I analyzed series scores from all playoff games in the last 25 years (since 1985) by fetching raw wikipedia articles via wget and running them through a python script. Older records can also be found on wikipedia, but they are buried inside other pages, in harder to parse formats.

for year in {1985..2011} do
  wget -O ${year} "http://en.wikipedia.org/w/index.php?title=${year}_Stanley_Cup_playoffs&action=raw"
done

This yielded the following distribution for playoff games, based on 383 matches:

p(4)   p(5)   p(6)   p(7)
0.16   0.24   0.33   0.27

For finals games only, the distribution is more skewed, probably in part due to a shortage of data (just NN finals games from the wikipedia page), but finals game history is probably a better predictor for finals games than all playoffs games, so this is worthwhile:

p(4)   p(5)   p(6)   p(7)
0.28   0.24   0.27   0.21

Here are all three distributions plotted in a graph:

graph

Analyzing...

The most striking thing about this graph is the huge difference between finals history and stats, especially in the 4 game series scenario. Perhaps some teams just buckle under the pressure, while their opponents remain steadfast. Or this is just a statistically insignificant fluke that can be attributed to having an insufficiently large sample of finals matches.

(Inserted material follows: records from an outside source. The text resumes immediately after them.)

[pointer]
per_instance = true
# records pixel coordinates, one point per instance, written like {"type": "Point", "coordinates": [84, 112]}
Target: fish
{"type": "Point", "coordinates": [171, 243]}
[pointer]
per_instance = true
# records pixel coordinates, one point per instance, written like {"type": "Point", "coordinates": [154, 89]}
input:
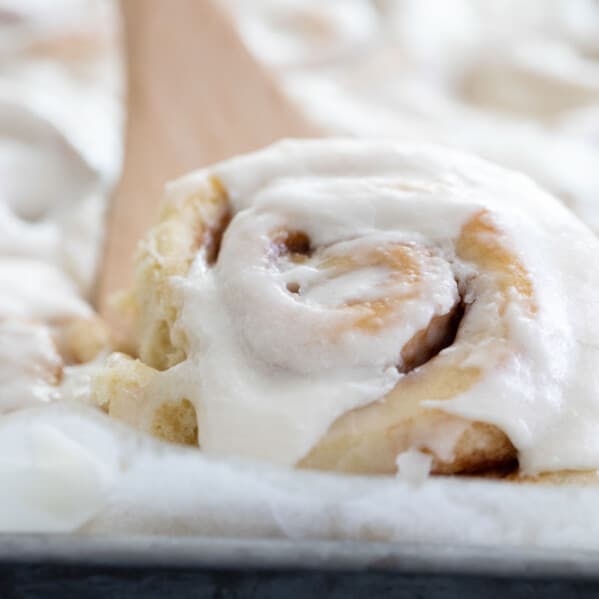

As expected, the historical distributions are skewed toward the series finishing in Game 4 due to unequal strength between teams. In other words, if one team is stronger than another, then the odds of that team winning each game would be greater, making the series shorter on average.

Decision!

Armed with numbers, I can decide whether to pick Game 4 or Game 6. Here are the odds of seeing the Canucks (yeah yeah, maybe the Bruins) win in games 4 or 5, compared to 5 or 6, as calculated from each of the three methods:

         Game 4 or 5            Game 5 or 6
Stats        38%                    58%
Playoffs     40%                    57%
Finals       52%                    51%

Interesting. Given how annoying it would be to miss a Game 4 victory and how favorable the finals history-based odds look, I’ll go for 4 and 5. Now to try to work from home, book flights and bask in Canuck glory!